My nephew at the zoo.
At first, I was taken aback. For the briefest moment, his excitement seemed like a distraction. That was a short-lived reaction, however, and I began to playfully join in with his applause, more as a way of interacting with him than anything else. A little while into the experience, though, a strange shift began to occur. I found myself appreciating his unwavering delight in my successes as the game went on. Even his laughter when I missed a split completely was light-hearted enjoyment rather than ridicule.
I don't hold on to any illusions that he will remember that experience watching his uncle play a video game; my score surely wasn't an accomplishment that ranks with my proudest moments. And yet, there was something so invigorating and delightful about having a personal cheerleader focused entirely on me for that brief time. It's great motivation to keep letting people know about the things I am creating that really matter to me. I tend to convince myself that other people don't really want to hear about what I'm up to, and I could be cheating myself out of that incredible level of energizing support.

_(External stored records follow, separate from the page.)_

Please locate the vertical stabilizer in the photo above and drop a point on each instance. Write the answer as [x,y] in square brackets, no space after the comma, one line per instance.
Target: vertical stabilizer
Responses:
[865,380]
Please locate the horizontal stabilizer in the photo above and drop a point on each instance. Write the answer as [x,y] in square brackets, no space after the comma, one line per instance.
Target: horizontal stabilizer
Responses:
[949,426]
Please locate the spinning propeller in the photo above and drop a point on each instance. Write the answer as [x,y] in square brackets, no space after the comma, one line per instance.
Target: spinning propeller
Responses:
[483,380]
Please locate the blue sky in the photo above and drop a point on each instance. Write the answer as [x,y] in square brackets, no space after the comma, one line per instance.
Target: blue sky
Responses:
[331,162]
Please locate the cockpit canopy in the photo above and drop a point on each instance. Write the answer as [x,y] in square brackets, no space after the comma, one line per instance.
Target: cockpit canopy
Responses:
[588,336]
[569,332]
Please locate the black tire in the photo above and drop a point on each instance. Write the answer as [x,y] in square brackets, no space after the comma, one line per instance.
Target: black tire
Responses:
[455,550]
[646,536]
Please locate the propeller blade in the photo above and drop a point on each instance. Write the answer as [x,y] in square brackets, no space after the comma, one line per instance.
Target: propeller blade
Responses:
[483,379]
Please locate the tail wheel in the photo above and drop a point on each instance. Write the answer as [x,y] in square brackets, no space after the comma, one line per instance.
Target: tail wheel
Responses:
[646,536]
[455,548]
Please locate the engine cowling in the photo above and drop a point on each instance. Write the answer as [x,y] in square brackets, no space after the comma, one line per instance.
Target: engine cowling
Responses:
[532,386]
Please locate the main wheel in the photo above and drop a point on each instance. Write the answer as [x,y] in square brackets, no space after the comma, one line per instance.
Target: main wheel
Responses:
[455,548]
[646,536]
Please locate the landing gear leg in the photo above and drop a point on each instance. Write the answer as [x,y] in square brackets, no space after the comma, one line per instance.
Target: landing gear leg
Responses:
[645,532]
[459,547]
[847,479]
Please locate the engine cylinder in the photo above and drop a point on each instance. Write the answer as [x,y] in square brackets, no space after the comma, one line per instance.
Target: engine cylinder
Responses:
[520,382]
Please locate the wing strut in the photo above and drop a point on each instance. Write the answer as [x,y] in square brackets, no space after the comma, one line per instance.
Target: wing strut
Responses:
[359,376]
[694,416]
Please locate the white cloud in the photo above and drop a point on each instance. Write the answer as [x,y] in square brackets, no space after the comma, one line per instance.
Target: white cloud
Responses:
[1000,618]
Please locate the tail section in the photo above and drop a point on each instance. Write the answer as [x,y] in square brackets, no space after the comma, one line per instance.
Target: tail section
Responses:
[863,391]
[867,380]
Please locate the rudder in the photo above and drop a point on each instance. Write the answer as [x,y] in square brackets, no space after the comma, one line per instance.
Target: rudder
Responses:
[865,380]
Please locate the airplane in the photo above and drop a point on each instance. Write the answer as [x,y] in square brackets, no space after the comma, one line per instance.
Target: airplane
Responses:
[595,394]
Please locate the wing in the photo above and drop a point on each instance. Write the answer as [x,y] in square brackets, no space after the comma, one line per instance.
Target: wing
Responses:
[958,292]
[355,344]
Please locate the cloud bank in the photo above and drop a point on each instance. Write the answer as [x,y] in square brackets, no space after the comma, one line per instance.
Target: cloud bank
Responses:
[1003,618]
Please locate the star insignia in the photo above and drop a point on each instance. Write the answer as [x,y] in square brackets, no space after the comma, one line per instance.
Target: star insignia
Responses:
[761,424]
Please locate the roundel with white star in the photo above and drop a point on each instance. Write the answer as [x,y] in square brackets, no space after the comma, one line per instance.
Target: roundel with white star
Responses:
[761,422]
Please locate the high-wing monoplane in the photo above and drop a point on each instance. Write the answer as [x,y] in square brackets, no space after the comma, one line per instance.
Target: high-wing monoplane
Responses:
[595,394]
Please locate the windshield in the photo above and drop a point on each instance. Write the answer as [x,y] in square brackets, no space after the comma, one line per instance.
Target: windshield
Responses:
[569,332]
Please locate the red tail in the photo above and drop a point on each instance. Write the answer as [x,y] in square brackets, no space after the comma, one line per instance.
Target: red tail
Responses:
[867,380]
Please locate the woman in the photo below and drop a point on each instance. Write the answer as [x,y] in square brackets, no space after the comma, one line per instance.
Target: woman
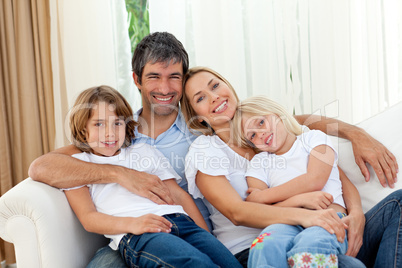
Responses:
[215,169]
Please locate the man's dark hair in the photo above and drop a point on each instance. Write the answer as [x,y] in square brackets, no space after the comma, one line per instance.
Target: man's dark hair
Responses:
[158,47]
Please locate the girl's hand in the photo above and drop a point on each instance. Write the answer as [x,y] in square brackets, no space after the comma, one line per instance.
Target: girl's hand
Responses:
[327,219]
[149,223]
[314,200]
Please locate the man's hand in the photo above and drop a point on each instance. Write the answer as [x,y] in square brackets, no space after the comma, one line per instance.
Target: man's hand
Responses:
[356,224]
[145,185]
[368,150]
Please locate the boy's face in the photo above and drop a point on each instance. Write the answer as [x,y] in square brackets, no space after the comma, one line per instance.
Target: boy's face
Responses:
[161,87]
[105,132]
[211,98]
[267,133]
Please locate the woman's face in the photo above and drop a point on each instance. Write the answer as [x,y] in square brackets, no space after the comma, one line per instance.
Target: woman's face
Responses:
[211,99]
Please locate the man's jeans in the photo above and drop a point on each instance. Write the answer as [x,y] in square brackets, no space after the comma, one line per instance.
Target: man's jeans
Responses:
[187,245]
[382,237]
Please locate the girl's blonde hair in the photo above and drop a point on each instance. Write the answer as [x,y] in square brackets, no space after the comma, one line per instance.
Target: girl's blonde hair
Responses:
[190,115]
[261,106]
[82,112]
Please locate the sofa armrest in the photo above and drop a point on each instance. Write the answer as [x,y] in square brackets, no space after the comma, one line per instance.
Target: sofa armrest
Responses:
[38,220]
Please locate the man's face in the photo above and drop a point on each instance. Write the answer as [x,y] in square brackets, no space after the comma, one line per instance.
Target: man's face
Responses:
[161,87]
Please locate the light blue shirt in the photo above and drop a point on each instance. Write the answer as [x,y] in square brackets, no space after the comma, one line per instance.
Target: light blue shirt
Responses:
[173,143]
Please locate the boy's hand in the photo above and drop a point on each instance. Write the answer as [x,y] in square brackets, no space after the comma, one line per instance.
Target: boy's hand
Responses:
[150,223]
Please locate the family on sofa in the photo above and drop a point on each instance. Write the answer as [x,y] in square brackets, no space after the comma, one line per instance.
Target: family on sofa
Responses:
[208,104]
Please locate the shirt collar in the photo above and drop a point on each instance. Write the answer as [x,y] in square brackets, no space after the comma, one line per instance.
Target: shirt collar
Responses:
[180,123]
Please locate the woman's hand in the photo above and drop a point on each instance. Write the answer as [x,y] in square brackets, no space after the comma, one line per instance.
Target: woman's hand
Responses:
[314,200]
[327,219]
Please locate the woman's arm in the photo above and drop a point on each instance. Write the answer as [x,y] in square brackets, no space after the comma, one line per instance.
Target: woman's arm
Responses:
[319,168]
[182,198]
[218,191]
[96,222]
[312,200]
[355,219]
[366,149]
[60,170]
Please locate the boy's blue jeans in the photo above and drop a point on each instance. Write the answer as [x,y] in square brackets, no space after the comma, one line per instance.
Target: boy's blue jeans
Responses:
[282,246]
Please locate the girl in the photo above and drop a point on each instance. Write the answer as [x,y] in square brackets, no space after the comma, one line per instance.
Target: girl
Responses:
[294,163]
[145,233]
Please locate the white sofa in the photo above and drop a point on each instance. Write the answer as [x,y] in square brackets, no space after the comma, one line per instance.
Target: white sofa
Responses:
[37,219]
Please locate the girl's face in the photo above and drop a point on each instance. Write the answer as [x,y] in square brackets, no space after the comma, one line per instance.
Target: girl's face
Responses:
[267,133]
[105,132]
[211,98]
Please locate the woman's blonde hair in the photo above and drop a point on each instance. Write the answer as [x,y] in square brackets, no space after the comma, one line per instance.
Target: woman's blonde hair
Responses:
[82,112]
[190,115]
[261,106]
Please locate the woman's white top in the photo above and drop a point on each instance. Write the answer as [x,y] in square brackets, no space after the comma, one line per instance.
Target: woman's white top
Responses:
[211,156]
[275,170]
[113,199]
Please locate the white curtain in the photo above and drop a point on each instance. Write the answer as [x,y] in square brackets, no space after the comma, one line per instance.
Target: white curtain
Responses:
[90,47]
[335,58]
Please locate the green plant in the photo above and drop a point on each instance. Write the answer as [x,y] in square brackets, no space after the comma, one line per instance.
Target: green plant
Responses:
[138,21]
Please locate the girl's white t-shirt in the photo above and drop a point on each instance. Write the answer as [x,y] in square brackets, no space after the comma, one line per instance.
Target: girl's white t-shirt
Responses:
[211,156]
[113,199]
[275,170]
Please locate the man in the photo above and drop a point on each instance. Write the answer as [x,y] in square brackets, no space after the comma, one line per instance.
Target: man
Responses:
[159,64]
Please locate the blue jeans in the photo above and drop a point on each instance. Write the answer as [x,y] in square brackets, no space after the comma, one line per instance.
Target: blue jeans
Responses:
[187,245]
[382,238]
[282,245]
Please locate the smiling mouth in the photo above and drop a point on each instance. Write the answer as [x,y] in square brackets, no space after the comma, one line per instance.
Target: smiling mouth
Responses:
[269,139]
[109,143]
[163,99]
[220,107]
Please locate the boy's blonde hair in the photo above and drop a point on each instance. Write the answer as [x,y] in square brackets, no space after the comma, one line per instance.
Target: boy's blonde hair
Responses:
[82,112]
[261,106]
[189,114]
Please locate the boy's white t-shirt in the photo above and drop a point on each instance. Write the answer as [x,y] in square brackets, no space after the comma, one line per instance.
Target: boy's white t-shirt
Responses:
[211,156]
[275,170]
[115,200]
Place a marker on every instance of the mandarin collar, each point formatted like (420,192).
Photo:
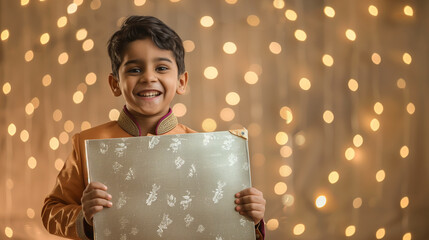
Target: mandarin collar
(129,124)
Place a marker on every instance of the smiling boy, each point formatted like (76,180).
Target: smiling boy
(148,70)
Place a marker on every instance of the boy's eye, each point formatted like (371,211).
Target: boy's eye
(135,70)
(161,69)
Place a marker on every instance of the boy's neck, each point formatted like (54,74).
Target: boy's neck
(141,126)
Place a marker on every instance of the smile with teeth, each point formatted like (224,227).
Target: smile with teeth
(149,94)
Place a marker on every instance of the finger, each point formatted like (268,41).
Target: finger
(250,199)
(248,191)
(95,193)
(250,207)
(95,185)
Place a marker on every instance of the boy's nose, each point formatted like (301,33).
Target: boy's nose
(149,76)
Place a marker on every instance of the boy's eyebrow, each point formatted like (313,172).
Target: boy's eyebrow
(155,60)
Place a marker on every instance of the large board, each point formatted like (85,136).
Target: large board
(172,186)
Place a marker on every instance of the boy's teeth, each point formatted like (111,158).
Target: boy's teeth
(150,94)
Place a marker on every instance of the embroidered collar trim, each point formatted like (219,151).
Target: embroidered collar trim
(129,123)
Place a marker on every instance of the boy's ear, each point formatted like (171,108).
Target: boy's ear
(114,85)
(183,81)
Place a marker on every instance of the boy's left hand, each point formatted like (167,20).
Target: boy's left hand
(251,203)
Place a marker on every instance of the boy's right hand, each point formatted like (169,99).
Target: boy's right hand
(93,200)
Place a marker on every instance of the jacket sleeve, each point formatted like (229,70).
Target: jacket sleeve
(62,210)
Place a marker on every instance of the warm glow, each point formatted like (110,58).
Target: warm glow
(333,177)
(78,97)
(350,34)
(357,140)
(380,233)
(7,88)
(114,114)
(72,8)
(328,60)
(401,83)
(280,188)
(407,58)
(350,153)
(411,108)
(63,58)
(275,47)
(57,115)
(210,72)
(357,202)
(139,3)
(188,45)
(29,108)
(179,109)
(44,38)
(64,137)
(353,85)
(376,58)
(350,230)
(209,125)
(404,151)
(206,21)
(29,55)
(30,213)
(282,138)
(378,108)
(272,224)
(300,139)
(285,171)
(11,129)
(54,143)
(407,236)
(46,80)
(299,229)
(231,1)
(373,10)
(329,11)
(87,45)
(81,34)
(5,35)
(24,135)
(380,176)
(68,126)
(279,4)
(251,77)
(91,78)
(85,125)
(227,114)
(286,114)
(8,232)
(32,163)
(374,124)
(232,98)
(291,15)
(300,35)
(229,48)
(320,201)
(253,20)
(408,11)
(328,116)
(404,202)
(59,163)
(305,84)
(62,21)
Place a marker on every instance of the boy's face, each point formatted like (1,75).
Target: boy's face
(148,79)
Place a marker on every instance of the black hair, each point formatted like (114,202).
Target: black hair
(142,27)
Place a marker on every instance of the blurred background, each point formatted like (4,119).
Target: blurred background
(334,94)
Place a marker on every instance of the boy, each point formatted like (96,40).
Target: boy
(147,70)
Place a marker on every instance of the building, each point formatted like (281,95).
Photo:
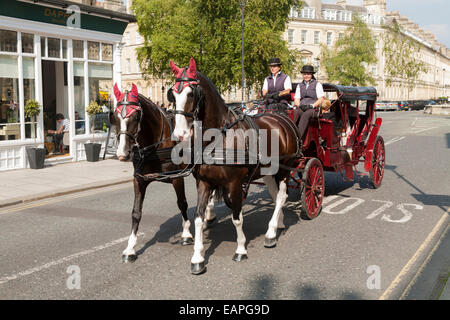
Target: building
(63,56)
(319,23)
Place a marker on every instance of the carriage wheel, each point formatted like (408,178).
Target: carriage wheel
(378,162)
(313,189)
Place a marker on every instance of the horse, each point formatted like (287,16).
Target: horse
(144,129)
(197,99)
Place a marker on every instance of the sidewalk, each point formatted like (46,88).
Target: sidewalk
(17,186)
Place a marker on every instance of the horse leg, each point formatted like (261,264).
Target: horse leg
(270,240)
(273,190)
(129,255)
(210,216)
(235,195)
(198,261)
(186,236)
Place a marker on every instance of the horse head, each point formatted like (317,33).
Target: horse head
(126,117)
(185,94)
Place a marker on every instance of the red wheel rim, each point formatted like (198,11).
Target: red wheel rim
(378,163)
(314,190)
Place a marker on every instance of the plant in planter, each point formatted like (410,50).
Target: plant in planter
(36,156)
(93,149)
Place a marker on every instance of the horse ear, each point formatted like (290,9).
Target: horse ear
(175,69)
(117,92)
(192,66)
(134,91)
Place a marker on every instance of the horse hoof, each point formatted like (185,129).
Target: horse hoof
(129,258)
(198,268)
(270,243)
(238,257)
(186,241)
(210,223)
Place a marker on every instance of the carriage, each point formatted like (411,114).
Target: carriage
(338,141)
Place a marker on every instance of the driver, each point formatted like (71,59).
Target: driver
(309,96)
(277,87)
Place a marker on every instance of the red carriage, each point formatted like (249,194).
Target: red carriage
(338,141)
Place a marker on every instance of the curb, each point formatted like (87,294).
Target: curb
(54,194)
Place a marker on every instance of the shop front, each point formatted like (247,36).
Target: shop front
(61,67)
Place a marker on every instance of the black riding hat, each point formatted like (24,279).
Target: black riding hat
(308,69)
(275,62)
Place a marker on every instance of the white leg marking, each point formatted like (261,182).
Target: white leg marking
(186,233)
(240,235)
(198,242)
(131,243)
(280,200)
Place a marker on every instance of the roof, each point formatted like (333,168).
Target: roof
(352,93)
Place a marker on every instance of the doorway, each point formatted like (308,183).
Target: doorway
(55,101)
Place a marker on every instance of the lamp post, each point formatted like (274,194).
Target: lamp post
(242,3)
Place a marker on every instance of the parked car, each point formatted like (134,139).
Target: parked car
(403,106)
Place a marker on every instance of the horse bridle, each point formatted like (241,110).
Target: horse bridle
(134,105)
(193,84)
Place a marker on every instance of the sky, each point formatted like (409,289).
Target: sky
(430,15)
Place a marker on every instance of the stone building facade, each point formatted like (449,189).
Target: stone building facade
(320,23)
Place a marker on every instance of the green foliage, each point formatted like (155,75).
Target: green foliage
(93,108)
(346,62)
(177,30)
(32,108)
(402,55)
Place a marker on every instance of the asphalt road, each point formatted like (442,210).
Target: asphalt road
(366,243)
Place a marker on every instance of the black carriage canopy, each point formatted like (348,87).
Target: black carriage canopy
(351,93)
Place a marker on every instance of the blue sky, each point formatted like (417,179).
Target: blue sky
(430,15)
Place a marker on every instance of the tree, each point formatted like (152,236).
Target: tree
(347,61)
(176,30)
(402,57)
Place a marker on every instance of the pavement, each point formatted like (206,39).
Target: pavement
(24,185)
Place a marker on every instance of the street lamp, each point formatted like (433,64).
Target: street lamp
(242,3)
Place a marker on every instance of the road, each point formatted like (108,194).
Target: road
(366,243)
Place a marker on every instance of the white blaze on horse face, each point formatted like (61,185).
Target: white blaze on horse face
(182,130)
(123,148)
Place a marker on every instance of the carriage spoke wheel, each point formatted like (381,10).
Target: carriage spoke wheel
(378,162)
(313,189)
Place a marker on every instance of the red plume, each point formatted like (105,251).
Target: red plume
(176,71)
(117,93)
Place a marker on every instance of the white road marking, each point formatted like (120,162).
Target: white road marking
(63,260)
(408,267)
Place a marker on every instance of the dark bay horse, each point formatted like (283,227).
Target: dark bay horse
(142,125)
(197,99)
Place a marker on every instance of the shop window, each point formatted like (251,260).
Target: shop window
(27,43)
(54,48)
(100,90)
(9,99)
(29,91)
(80,114)
(78,48)
(107,52)
(93,50)
(8,41)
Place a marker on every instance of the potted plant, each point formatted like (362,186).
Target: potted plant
(36,156)
(93,149)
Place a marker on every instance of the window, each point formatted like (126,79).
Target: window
(8,41)
(80,114)
(93,50)
(107,52)
(304,33)
(27,43)
(29,94)
(290,36)
(329,38)
(78,48)
(316,37)
(9,97)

At the same time, as I am connecting with other people, I want to have the same level of enthusiasm and delight that my nephew exhibited. It can sometimes be tempting to think that I have to focus on what I am creating and that I can't let myself be distracted by just being someone else's cheerleader. Honestly, I know that there is plenty of time and energy for both. And I'd be very curious to see what we could all create with a little extra concentrated encouragement on a regular basis!